In installation on the peak of a roof, or where two opposite slopes meet, two roofing cants may be placed back to back at the peak. Other cross-sections of roofing cant may be particularly appropriate for peak installation, or for particular roof configurations.

While the invention has been described with respect to certain embodiments thereof, it will be appreciated that various changes and modifications may be made without departing from the spirt and scope of the invention.

Claims

1. A roofing cant comprising tube means having a substantially trapezoidal cross-section for channeling moisture or gases, perforation means for ingress of moisture or gases to the tube means, and venting means for egress of moisture or gases from the tube means.

2. A roofing cant of claim 1 wherein the perforation means is located in at least one of the sides of the cant.

3. A roofing cant of claim 2 wherein the perforation means is located in at least one of the non-parallel sides of the cant.

4. A roofing cant of claim 2 wherein the perforation means is located on the shorter of the two parallel sides of the cant.

5. A roofing cant of claim 2 wherein the perforation means is located in at least one of the non-parallel sides and in the shorter parallel side of the cant.

6. A roofing cant of claim 5 wherein the perforation means comprises at least one continuous slot, said slot having a first end portion in a first non-parallel side and a second end portion in a second non-parallel side and a bight portion in the shorter parallel side of the cant.

7. A roofing cant of claim 1 wherein the tube means is perforated at intervals by the venting means.

8. A roofing cant of claim 7 wherein the venting means is located in the longer parallel side of the cant.

9. A roofing cant of claim 8 wherein the venting means comprises one-way valve means for preventing re-entry of moisture or gases into the tube means.

10. A roofing cant of claim 1 wherein the tube means is made from plastic material.

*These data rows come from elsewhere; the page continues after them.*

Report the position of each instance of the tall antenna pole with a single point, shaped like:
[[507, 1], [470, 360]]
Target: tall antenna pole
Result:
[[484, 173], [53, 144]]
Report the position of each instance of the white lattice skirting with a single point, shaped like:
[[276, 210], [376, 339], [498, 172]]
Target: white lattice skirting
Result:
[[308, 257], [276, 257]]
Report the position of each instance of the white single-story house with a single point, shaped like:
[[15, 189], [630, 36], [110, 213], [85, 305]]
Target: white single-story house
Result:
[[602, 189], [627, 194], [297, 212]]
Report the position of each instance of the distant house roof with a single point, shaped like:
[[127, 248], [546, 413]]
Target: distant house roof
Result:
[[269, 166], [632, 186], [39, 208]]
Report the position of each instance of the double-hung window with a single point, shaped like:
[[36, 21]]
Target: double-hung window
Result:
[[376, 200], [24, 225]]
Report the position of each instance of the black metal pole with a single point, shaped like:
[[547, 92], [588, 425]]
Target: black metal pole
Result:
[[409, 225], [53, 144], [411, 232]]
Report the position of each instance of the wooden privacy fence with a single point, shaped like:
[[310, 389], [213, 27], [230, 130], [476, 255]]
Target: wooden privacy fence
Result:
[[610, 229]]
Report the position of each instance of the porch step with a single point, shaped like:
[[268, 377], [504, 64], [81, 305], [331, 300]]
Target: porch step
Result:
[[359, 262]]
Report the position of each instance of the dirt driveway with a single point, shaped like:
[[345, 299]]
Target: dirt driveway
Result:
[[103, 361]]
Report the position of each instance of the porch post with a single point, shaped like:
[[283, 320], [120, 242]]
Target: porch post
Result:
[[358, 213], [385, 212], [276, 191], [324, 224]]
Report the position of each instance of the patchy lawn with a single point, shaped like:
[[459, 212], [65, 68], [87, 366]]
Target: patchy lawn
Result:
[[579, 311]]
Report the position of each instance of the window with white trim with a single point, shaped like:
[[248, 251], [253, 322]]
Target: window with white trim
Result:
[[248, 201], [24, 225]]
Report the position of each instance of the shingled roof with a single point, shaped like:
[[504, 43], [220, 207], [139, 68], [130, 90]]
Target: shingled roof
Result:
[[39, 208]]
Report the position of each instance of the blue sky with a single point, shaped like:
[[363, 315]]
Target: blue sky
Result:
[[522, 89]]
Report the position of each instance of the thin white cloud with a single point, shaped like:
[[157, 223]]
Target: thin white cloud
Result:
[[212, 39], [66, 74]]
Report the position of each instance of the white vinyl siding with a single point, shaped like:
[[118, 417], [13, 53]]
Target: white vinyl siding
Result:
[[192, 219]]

11. A roofing cant of claim 10 wherein the plastic material is polystyrene or acrylonitrile-butadiene-styrene copolymer.

12. A roofing cant comprising tube means for channeling moisture or gases, perforation means for ingress of moisture or gases to the tube means, venting means for egress of moisture or gases from the tube means, and flexible, impervious sheet means attached to an outer surface of the tubing means, extending outwardly therefrom for securing the cant to a roofing surface.

13. A roofing cant of claim 12 wherein the flexible sheet means comprises bitumenized roofing membrane.

14. A roofing cant of claim 12 wherein the flexible sheet means extends outwardly forming sidelaps and a headlap.